A descentralização de competências para as autarquias entrou numa fase decisiva com todos os agentes institucionais e políticos a declararem consensos sobre as linhas mestras deste processo fundamental para a definição e capacidade do Estado português nos servir.
O governo já apresentou aos partidos e associações de autarcas as propostas dos 21 decretos-leis setoriais da descentralização que abrangem áreas estruturantes para a qualidade de vida dos cidadãos. Estamos a falar de passar, para os municípios e freguesias, novas e grandes competências em matérias tão importantes como: saúde, educação, ação social, habitação, ambiente, justiça, equipamentos, infraestruturas, cultura, mar e transportes. É assinalável a capacidade reformista e vontade de inovar do governo do PS, que quer concluir este processo até ao Verão, ainda para mais numa matéria tão difícil e em que sucessivos governos nada fizeram. Não obstante, eu tenho uma particular visão muito critica do teor e espirito da discussão pública em torno da descentralização de competências para as autarquias, na medida em que excessivamente se deixa inebriar pelo politicamente correto e pelo receio de aprofundar os problemas.

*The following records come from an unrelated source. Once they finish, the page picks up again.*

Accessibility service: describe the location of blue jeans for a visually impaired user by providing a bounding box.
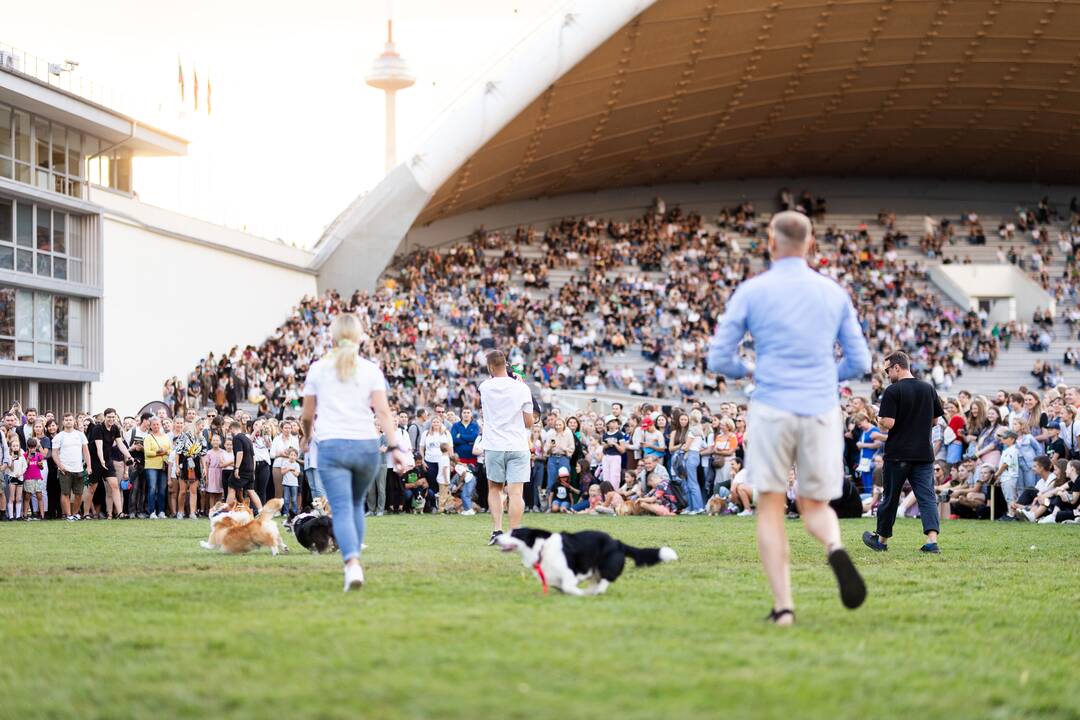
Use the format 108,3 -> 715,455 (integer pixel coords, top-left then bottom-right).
282,485 -> 300,515
685,450 -> 705,511
143,467 -> 168,515
319,439 -> 387,562
303,467 -> 326,498
877,458 -> 941,538
461,478 -> 476,510
548,456 -> 570,492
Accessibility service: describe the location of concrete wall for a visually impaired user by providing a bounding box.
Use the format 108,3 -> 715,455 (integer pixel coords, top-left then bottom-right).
930,264 -> 1056,323
91,188 -> 315,412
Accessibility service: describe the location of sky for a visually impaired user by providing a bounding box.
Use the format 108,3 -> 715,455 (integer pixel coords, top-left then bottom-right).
0,0 -> 559,247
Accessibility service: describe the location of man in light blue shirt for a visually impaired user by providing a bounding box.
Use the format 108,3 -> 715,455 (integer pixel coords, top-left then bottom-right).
708,212 -> 870,625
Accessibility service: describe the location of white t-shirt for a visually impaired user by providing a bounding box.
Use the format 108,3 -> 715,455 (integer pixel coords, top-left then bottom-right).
53,430 -> 90,473
303,355 -> 387,441
480,376 -> 532,452
270,433 -> 300,467
421,430 -> 454,464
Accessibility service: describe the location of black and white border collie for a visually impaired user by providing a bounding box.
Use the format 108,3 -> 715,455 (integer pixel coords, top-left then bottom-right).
495,528 -> 678,595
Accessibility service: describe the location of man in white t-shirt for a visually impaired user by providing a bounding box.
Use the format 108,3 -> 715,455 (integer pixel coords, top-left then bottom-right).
53,412 -> 93,520
480,350 -> 535,545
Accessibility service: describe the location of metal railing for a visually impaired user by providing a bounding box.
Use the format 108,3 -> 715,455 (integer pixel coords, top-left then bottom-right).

Tenho já alguma experiência autárquica. Conheço bem a realidade das juntas de freguesia e os meus mandatos como deputado municipal e, mais recentemente, como vereador na Câmara Municipal de Vila Nova de Famalicão, permitem-me falar com conhecimento de causa. A esta vivência autárquica, soma-se a visão decorrente do meu trabalho na Comissão do Poder Local da Assembleia da República que só acentua a minha preocupação e me anima a fazer várias questões. Nas jornadas parlamentares do PS, realizadas em Coimbra, no final de janeiro deste ano, com a presença de Eduardo Cabrita (Ministro da Administração Interna que tutela a descentralização), realizou-se um painel sobre a descentralização e aproveitei esta oportunidade para lançar o desafio: a descentralização é modelo ou moda? Ou seja, vamos discutir e definir um modelo de descentralização competente e eficaz que sirva o interesse público e bem comum ou vamos embarcar em declarações acríticas e meramente satisfatórias dos lobbies e corporações? Se vamos pelo caminho de descentralizar para melhor servir as pessoas então temos de assumir quatro pontos fundamentais: 1) as autarquias só podem assumir e cumprir com mais competências se lhes forem transferidos mais meios; 2) não é um dogma que as autarquias façam sempre tudo melhor e mais barato que a administração central; 3) a transferência de mais competências para as autarquias tem de vir acompanhada do reforço da transparência, da reforma do modelo de governação local e da redefinição dos instrumentos e processos de controlo democrático; 4) é necessário conjugar a descentralização com o ordenamento do território e com a reforma do mapa autárquico.
O envelope financeiro é uma peça essencial, já que para receberem novas competências – até agora assumidas pelo Estado Central – as autarquias precisam de uma mochila financeira associada que pague novos gastos. Sei que a proposta do governo permite perceber quanto o Estado se propõe a entregar para cada competência nova atribuída. Assim, as autarquias têm de fazer o trabalho de casa, que consiste em passar a pente fino aqueles números e verificar se os valores propostos chegam para financiar as novas despesas. Esta avaliação é particularmente relevante numa altura em que o governo aceitou fazer a municipalização das competências através de uma negociação município a município. Ou seja, na lei deverá ficar previsto o princípio geral de universalização da transferência de competências, mas depois cada um dos 308 municípios terá uma palavra a dizer na hora de aceitar novas responsabilidades. Além disso, o governo propõe um prazo de até quatro anos para que os municípios possam assumir as novas competências faseadamente, sendo que esta temporalização permite não bloquear o processo. Parece-me assim que da parte do governo está dada boa resposta à questão financeira, mas é preciso ver que o comboio em marcha da descentralização trará mais poder às autarquias. É aí que tem de haver a coragem de assumir que isso implica mais riscos de arbitrariedade e discriminação partidária ou pessoal pelo conhecimento que advém da proximidade a cada um dos cidadãos, sendo necessário acautelar quais as funções a descentralizar e o controlo legal e democrático do seu exercício. Vamos falar deste modelo ou vamos ficar pela moda?